Project description:In Low and Lower-Middle-Income countries, the prevalence of anaemia in infancy remains high. In early childhood anaemia cause irreversible cognitive deficits and represents a higher risk of child mortality. The consequences of anaemia in infancy are a major barrier to overcome poverty traps. The aim of this study was to analyse, based on a multi-level approach, different factors associated with anaemia in children 6?23 months old based on recent available Standard Demographic Health Surveys (S-DHS).
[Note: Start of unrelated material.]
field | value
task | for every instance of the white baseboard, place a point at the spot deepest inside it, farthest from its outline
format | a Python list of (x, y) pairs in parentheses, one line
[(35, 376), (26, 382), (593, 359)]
We identified 52 S-DHS that had complete information in all covariates of interest in our analysis between 2005 and 2015. We performed traditional logistic regressions and multilevel logistic regression analyses to study the association between haemoglobin concentrations and household, child, maternal, socio-demographic variables. In our sample, 70% of the 6?23 months-old children were anaemic. Child anaemia was strongly associated with maternal anaemia, household wealth, maternal education and low birth weight. Children fed with fortified foods, potatoes and other tubers had significantly lower rates of anaemia. Improving overall household living conditions, increasing maternal education, delaying childbearing and introducing iron rich foods at six months of age may reduce the likelihood of anaemia in toddlerhood.